27 Prozent aller gegründeten Start-ups nutzten KI als wichtigen Bestandteil ihres Geschäftsmodells, hieß es in der Studie, die in Zusammenarbeit mit der Analysefirma Startupdetector entstand. Am meisten neue Firmen wurden im Software-Bereich gegründet (853). Künstliche Intelligenz präge viele Bereiche, sagte Arnas Bräutigam, Co-Gründer von Startupdetector. „Wir sehen KI immer häufiger dort, wo konkrete Probleme gelöst werden - von Software über Medizin bis hin zu industriellen Anwendungen wird sie das Fundament neuer Geschäftsmodelle.“ Ein wichtiger Grund für Gründungsboom dürfte aber auch die Wirtschaftsflaute in Deutschland sein. So machen sich in Krisen üblicherweise viele Menschen aus der Not selbstständig, weil sich Jobchancen verschlechtern.

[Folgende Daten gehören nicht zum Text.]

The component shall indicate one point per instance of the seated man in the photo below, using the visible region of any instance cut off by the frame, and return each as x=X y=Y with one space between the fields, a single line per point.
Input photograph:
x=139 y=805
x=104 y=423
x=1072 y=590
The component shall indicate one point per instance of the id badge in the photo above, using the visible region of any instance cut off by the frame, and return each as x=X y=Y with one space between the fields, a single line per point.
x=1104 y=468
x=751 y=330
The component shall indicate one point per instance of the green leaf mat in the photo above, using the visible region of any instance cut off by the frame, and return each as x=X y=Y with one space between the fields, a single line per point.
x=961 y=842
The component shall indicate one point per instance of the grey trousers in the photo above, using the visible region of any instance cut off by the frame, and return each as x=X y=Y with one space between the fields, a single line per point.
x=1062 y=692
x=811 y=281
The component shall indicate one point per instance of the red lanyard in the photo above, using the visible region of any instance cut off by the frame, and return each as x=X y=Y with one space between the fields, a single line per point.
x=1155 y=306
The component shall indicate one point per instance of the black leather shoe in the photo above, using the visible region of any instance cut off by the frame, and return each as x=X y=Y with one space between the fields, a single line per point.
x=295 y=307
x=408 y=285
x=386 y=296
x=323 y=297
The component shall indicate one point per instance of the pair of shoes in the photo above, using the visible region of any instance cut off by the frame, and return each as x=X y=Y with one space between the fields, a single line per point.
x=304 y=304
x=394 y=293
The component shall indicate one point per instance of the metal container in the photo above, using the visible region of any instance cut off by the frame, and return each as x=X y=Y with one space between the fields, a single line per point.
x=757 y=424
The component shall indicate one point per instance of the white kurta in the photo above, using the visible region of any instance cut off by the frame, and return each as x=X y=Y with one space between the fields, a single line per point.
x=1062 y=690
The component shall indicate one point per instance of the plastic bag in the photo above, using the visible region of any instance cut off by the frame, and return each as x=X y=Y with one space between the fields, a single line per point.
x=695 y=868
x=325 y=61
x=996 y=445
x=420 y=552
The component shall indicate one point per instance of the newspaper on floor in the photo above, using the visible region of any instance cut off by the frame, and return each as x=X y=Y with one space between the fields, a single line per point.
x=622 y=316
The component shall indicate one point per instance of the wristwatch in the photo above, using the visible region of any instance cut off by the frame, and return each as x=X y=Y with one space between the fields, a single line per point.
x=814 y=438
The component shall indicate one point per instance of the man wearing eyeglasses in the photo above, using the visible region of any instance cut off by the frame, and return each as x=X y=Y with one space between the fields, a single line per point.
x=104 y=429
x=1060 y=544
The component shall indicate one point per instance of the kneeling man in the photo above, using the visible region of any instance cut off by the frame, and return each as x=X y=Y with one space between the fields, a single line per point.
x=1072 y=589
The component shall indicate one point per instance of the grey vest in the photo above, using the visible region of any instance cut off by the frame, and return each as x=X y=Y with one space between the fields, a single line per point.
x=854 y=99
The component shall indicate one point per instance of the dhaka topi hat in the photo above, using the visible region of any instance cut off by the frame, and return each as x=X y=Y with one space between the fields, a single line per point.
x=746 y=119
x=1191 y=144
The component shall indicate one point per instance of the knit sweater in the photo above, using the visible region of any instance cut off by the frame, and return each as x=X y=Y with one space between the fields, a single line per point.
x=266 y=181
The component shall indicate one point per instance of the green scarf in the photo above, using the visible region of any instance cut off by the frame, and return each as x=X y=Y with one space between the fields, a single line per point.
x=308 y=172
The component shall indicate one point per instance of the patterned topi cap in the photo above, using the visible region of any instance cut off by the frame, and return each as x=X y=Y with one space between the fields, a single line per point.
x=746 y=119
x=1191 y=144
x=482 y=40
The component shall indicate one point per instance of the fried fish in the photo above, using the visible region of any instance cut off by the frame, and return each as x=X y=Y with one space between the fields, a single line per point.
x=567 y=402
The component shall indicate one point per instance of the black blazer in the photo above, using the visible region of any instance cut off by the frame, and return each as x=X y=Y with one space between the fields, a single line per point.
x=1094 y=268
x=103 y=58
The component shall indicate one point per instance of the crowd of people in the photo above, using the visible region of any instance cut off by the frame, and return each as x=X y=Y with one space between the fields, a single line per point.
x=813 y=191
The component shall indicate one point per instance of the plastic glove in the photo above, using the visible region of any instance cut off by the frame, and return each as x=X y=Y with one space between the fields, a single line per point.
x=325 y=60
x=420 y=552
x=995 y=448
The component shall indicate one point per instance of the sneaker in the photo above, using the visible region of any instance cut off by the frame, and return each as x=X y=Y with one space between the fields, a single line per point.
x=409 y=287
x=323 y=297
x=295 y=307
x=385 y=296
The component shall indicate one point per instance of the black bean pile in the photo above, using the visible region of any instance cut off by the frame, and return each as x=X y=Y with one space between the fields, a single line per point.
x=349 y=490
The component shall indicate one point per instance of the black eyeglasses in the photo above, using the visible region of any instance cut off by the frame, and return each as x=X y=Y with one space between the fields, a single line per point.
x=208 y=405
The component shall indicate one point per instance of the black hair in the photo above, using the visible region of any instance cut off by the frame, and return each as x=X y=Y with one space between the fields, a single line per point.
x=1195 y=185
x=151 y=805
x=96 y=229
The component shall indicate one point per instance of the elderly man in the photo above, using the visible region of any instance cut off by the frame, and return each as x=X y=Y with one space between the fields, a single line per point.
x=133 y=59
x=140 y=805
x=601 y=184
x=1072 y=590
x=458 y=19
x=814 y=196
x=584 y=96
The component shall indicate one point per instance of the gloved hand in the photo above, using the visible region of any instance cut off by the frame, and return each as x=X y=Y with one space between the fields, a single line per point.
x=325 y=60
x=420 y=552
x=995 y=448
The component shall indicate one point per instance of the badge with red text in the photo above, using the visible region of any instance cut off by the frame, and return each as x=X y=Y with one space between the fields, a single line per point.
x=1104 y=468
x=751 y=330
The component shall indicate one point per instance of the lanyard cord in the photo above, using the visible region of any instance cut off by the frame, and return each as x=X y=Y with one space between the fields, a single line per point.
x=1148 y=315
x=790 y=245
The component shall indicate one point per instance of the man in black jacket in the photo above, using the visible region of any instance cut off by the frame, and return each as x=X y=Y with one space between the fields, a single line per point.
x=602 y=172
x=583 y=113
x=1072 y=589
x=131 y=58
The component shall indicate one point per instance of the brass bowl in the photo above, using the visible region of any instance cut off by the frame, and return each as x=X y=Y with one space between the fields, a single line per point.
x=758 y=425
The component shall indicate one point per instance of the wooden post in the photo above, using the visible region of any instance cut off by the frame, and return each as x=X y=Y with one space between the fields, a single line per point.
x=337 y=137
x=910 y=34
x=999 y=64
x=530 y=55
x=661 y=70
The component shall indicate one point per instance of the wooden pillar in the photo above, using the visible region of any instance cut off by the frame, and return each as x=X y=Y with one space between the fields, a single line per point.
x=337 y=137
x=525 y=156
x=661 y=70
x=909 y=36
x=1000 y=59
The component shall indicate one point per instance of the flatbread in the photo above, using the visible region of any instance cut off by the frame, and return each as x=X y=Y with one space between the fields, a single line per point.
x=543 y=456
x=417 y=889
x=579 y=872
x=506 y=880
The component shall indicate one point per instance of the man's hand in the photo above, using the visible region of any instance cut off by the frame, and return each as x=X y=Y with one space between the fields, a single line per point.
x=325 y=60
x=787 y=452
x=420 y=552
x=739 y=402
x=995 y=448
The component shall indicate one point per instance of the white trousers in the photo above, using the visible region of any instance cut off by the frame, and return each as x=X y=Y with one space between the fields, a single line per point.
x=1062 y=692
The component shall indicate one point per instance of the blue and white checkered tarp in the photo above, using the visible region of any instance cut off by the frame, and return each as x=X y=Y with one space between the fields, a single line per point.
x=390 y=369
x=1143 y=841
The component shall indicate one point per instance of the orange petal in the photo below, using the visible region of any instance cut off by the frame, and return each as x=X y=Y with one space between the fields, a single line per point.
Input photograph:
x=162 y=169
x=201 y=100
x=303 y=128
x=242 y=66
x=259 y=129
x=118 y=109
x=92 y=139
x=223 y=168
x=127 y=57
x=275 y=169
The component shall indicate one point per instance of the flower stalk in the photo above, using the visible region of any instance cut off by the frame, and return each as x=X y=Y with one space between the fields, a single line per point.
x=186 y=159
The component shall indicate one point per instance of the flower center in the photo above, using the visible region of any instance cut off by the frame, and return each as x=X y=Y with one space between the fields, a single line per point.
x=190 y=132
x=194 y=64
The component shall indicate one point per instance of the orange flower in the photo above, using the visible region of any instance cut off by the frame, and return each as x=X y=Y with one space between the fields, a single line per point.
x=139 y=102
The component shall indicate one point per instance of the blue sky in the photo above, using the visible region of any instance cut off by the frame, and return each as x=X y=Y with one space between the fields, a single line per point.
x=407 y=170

Auch kamen Start-ups zuletzt wieder etwas leichter an Wagniskapital von Investoren, zeigen neue Zahlen der Förderbank KfW. Demnach flossen allein im Schlussquartal 2025 rund zwei Milliarden Euro. Für die aussichtsreichsten Start-ups habe sich die Finanzierungslage 2025 gegenüber dem Vorjahr verbessert.